Pour cause, les pays membres ne cachent pas leur crainte de se voir enfermés dans un cadre d'une grande complexité administrative, et potentiellement éloignés des attentes réelles des exploitants. « Les agriculteurs ne doivent pas être ensevelis sous la bureaucratie [...] Nous voulons récompenser les pratiques environnementales, mais cela doit être praticable financièrement », avait ainsi averti la ministre allemande Julia Klöckner vendredi.
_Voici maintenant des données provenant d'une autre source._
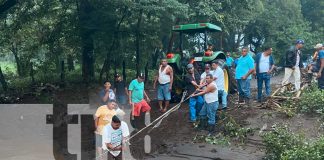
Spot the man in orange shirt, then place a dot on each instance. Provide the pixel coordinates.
(103, 117)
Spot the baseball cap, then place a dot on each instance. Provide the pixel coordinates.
(189, 66)
(207, 66)
(300, 41)
(141, 75)
(319, 45)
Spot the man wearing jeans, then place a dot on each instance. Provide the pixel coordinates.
(264, 64)
(293, 64)
(320, 74)
(192, 83)
(208, 111)
(165, 80)
(218, 75)
(244, 69)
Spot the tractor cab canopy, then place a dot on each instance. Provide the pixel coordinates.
(196, 28)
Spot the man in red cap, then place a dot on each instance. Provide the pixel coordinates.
(136, 97)
(293, 63)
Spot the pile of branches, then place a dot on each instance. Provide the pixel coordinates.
(280, 96)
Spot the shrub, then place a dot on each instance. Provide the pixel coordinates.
(312, 101)
(282, 144)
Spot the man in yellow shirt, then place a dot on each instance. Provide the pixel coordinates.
(103, 116)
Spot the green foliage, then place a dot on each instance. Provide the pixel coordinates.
(45, 32)
(231, 131)
(236, 131)
(282, 144)
(312, 101)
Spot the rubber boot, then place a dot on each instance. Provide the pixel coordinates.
(241, 100)
(211, 129)
(202, 125)
(247, 101)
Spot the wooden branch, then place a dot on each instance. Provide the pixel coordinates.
(299, 92)
(275, 92)
(283, 97)
(277, 105)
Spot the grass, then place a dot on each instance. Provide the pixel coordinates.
(8, 67)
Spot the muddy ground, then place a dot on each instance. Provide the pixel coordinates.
(25, 135)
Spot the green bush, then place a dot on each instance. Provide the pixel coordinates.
(312, 101)
(282, 144)
(309, 151)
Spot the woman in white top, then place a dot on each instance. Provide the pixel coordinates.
(208, 111)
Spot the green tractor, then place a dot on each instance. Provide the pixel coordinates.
(180, 58)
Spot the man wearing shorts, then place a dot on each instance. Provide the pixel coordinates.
(165, 80)
(136, 97)
(103, 117)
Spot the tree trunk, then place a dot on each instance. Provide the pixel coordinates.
(86, 40)
(137, 42)
(14, 51)
(115, 39)
(146, 72)
(7, 5)
(32, 73)
(70, 63)
(173, 35)
(62, 72)
(3, 81)
(124, 71)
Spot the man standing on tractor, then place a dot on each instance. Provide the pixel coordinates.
(165, 81)
(136, 98)
(209, 109)
(293, 64)
(192, 80)
(244, 69)
(229, 60)
(219, 79)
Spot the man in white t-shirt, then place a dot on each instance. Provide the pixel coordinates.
(114, 136)
(209, 110)
(218, 75)
(203, 75)
(264, 65)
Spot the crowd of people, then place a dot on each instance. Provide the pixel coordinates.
(207, 91)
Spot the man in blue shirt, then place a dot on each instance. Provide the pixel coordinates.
(320, 64)
(229, 60)
(264, 64)
(244, 69)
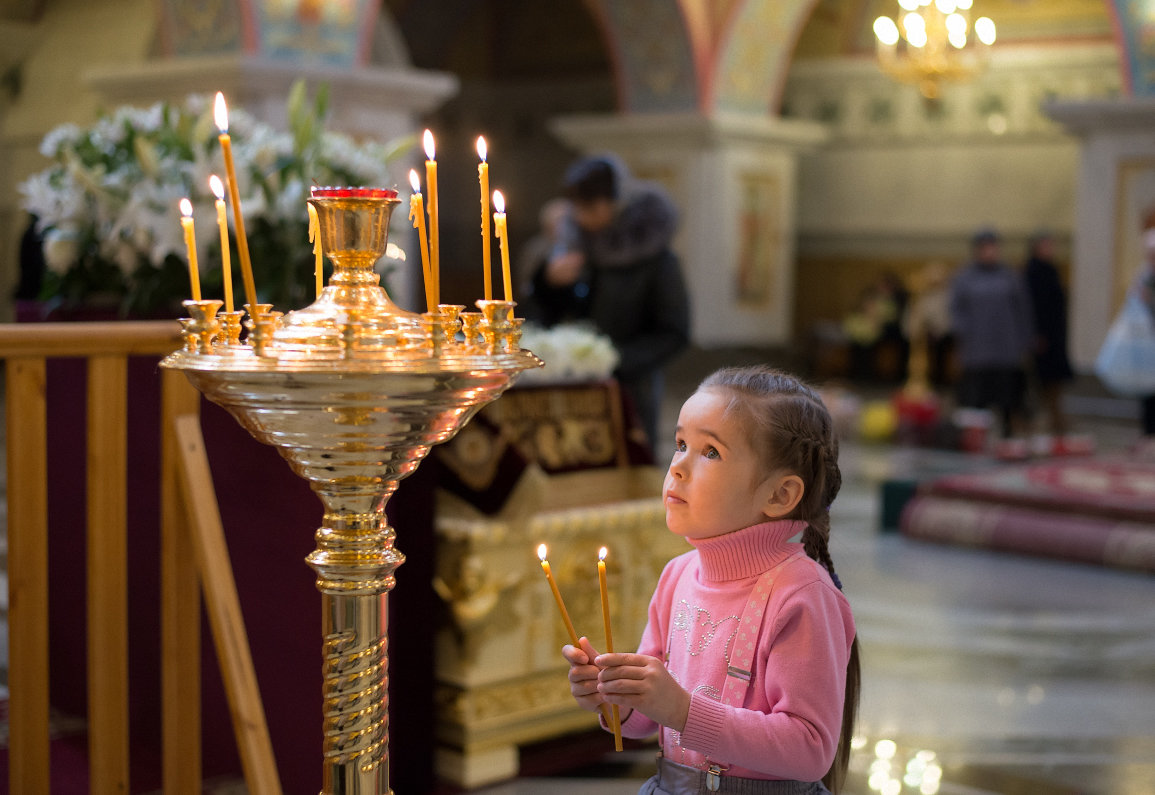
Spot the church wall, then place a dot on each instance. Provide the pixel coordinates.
(902, 181)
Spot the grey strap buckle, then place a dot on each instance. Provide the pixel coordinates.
(714, 778)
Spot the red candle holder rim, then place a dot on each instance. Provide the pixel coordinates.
(352, 193)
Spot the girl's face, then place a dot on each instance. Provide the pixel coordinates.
(716, 482)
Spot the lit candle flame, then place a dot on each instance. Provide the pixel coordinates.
(221, 113)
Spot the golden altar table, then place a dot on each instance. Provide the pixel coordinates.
(500, 676)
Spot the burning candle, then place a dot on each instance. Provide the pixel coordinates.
(217, 188)
(417, 215)
(503, 231)
(483, 176)
(616, 722)
(186, 221)
(434, 224)
(221, 114)
(314, 237)
(557, 595)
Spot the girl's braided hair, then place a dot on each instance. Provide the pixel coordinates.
(792, 430)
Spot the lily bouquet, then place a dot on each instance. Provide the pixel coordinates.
(106, 206)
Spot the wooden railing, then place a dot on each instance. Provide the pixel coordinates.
(193, 556)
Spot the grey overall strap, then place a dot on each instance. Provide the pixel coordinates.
(739, 671)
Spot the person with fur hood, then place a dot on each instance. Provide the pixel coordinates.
(613, 267)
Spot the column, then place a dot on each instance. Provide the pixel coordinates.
(735, 181)
(1116, 185)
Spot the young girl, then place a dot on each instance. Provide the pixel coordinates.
(749, 663)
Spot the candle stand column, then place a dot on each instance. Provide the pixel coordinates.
(354, 392)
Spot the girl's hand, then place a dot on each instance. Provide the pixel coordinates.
(643, 683)
(583, 675)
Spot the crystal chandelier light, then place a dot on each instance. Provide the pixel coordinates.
(931, 42)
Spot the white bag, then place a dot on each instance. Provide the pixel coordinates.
(1126, 361)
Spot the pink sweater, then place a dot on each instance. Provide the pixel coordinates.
(788, 726)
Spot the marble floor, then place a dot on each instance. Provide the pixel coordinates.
(982, 671)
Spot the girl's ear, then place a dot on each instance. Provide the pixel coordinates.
(784, 497)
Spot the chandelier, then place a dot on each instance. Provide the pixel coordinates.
(931, 42)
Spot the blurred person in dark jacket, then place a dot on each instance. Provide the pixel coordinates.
(1049, 302)
(613, 267)
(991, 316)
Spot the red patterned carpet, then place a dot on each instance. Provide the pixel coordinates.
(1094, 510)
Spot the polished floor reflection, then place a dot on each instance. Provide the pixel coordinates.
(983, 671)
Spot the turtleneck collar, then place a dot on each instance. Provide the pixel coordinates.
(749, 551)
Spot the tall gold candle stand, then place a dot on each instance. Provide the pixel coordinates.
(354, 392)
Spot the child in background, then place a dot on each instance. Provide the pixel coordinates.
(749, 663)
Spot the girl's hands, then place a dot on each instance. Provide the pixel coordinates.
(643, 683)
(583, 675)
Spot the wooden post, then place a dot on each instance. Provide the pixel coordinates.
(220, 589)
(107, 574)
(28, 577)
(180, 604)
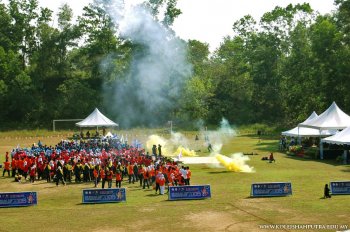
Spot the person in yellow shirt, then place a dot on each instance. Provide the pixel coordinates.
(6, 168)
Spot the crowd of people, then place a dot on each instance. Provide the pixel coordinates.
(95, 161)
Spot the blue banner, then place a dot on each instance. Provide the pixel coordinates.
(18, 199)
(273, 189)
(340, 187)
(104, 195)
(189, 192)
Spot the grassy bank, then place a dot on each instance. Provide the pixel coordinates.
(229, 209)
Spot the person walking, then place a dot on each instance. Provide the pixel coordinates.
(59, 176)
(6, 167)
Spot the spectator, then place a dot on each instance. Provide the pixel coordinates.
(327, 192)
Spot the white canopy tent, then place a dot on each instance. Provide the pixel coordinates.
(332, 119)
(308, 132)
(341, 138)
(96, 119)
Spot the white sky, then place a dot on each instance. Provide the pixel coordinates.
(210, 20)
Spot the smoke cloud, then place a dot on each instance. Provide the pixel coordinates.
(235, 163)
(176, 145)
(158, 69)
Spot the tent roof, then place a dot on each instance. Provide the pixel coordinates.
(308, 132)
(332, 118)
(96, 118)
(343, 137)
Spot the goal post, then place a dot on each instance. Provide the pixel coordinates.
(63, 120)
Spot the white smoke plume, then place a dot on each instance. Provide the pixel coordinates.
(171, 147)
(235, 163)
(158, 70)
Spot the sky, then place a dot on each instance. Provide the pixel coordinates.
(210, 21)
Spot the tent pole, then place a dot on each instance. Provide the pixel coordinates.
(345, 156)
(321, 146)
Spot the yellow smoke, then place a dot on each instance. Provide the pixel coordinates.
(236, 163)
(155, 140)
(184, 152)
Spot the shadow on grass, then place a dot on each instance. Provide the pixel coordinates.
(262, 137)
(330, 162)
(257, 197)
(153, 195)
(219, 172)
(267, 146)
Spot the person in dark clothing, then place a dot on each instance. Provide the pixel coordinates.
(271, 158)
(59, 176)
(154, 150)
(327, 192)
(159, 149)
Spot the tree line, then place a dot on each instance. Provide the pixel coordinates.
(275, 71)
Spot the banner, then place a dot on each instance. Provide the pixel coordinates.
(189, 192)
(104, 195)
(273, 189)
(18, 199)
(340, 187)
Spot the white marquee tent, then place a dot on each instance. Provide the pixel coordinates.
(308, 132)
(333, 118)
(341, 138)
(96, 119)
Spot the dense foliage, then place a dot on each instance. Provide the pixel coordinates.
(292, 62)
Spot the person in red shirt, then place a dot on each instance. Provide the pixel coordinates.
(189, 173)
(32, 172)
(103, 177)
(14, 164)
(96, 172)
(131, 175)
(118, 179)
(109, 177)
(6, 168)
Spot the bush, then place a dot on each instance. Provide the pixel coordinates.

Et la ministre portugaise Maria do Céu Antunes, qui négocie au nom des Etats, d'ajouter : « Nous voulons conclure un accord, mais pas à n'importe quel prix ».
Les échanges devraient cependant reprendre rapidement : les négociateurs tenteront, à nouveau, de se concilier en juin, lors de la prochaine réunion des ministres européens de l'Agriculture. « Je pense que l'on peut y arriver pendant ce mois, si le dialogue est rétabli très rapidement. Il faudrait au moins aboutir sur une décision politique, quitte à ce que les aspects techniques soient réglés dans les mois qui suivent », avance Eric Andrieu.
Car chacun le sait à Bruxelles, le temps presse : lorsque le Portugal passera le flambeau de la présidence du Conseil à la Slovénie, le 1er juillet prochain, les probabilités de trouver un compromis s'éloigneront encore.